Data Reduction Deep Dive: Is Thin Provisioning Data Reduction?

Modern all-flash arrays now, as a necessity, need to feature data efficiency technologies such as deduplication, compression, and thin provisioning to help manage-down the cost of storage in a world of constant storage growth. These new technologies are a boon for the customer in terms of saving money, but add some complexity to the process of planning for storage purchases and managing growth. How much storage do I need to buy to store “x” amount of data – today and tomorrow?

To add to the confusion – vendors define data efficiency technologies differently, and often try to be very broad in their definitions, claims, and measuring techniques around data reduction to show “the best” data reduction. While this might be helpful for marketing – it isn’t always helpful for real capacity planning.

In this blog post we aim to explain the different forms of efficiency technologies, and discuss how best to use them to plan for your storage capacity needs, as well as compare results between vendors in PoC testing.

Data Reduction and Capacity Efficiency: What’s the difference?

Before diving deep into Thin Provisioning, it’s important to recognize that there are two types of efficiency technologies: capacity efficiency and data reduction.

Capacity efficiency technologies either avoid or free the “unused” capacity within a storage volume so that it is available for use by other volumes, thereby increasing storage efficiency. Examples of capacity efficiency technologies include Thin Provisioning, Zero Detection, and Unmap.

Data reduction technologies reduce the actual size of the data. For example, 10TBs of data may be reduced down to 2TBs with 5-to-1 data reduction. Examples of data reduction technologies include Deduplication, Compression, Pattern Removal, and Copy Reduction (for clones and xCopy commands, not snapshots). Data reduction results in two important benefits: it allows you to address your usable capacity needs with a smaller amount of raw capacity, thereby lowering the $/GB usable, and it maximizes the lifespan of flash by reducing the write IOs to flash. Note: While data reduction technologies had some limited applicability to traditional disk storage arrays, they suffered from poor performance and thus were targeted towards Tier 2 workloads. The advent of all-flash arrays with much higher flash performance and purpose-built designs enabled data reduction to be brought into Tier 1 workloads with consistent and predictable performance.

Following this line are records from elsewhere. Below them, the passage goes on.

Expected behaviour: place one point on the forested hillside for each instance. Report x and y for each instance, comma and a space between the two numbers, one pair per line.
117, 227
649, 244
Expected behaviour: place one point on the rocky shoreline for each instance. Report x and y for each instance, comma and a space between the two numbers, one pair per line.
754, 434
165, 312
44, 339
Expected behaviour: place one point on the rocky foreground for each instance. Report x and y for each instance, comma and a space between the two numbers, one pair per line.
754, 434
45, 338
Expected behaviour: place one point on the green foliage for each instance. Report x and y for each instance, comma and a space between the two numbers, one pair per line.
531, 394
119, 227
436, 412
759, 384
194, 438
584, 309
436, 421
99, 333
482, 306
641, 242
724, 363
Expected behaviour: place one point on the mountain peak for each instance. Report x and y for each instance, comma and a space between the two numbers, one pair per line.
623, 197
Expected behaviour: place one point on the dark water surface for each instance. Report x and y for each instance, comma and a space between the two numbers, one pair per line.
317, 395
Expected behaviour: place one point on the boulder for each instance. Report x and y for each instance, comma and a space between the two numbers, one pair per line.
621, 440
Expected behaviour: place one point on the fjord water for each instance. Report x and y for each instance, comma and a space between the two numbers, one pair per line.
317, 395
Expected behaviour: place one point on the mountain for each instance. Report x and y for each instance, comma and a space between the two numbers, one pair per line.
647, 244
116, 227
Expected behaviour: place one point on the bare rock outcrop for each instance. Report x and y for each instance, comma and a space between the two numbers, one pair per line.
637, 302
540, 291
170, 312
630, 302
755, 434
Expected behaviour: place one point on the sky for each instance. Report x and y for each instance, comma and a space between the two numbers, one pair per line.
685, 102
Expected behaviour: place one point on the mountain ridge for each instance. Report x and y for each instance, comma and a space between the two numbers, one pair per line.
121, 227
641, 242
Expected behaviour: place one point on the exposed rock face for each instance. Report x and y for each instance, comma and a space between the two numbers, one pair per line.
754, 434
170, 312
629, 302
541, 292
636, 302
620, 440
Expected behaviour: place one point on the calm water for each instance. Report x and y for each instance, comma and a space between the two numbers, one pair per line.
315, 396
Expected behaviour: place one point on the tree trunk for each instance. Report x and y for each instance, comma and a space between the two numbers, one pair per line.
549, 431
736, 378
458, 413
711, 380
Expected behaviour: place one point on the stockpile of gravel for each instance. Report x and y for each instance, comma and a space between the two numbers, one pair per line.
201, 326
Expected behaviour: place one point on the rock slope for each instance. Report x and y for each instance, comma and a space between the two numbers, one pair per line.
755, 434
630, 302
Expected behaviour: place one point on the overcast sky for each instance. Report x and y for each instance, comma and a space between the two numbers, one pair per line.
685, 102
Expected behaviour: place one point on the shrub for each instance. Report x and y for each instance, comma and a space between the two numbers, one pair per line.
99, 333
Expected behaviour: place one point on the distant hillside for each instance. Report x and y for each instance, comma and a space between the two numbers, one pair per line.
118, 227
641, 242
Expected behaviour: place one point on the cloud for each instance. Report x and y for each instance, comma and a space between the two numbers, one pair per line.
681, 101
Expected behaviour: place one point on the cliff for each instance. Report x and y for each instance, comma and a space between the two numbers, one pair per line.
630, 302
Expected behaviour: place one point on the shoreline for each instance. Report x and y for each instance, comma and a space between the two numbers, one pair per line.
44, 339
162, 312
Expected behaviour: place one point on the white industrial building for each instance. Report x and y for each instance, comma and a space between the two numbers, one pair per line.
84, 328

Thin Provisioning explained

Over a decade ago, the only supported storage provisioning approach was Thick Provisioning. When you created a storage volume, 100% of the usable capacity that was needed to support the volume size was reserved immediately by the storage array for use by that storage volume. Creation of a 500GB volume would result in 500GB of usable capacity being reserved. Yet, applications wrote to storage over time – leading to wasted capacity that was reserved upfront and remained unused for years.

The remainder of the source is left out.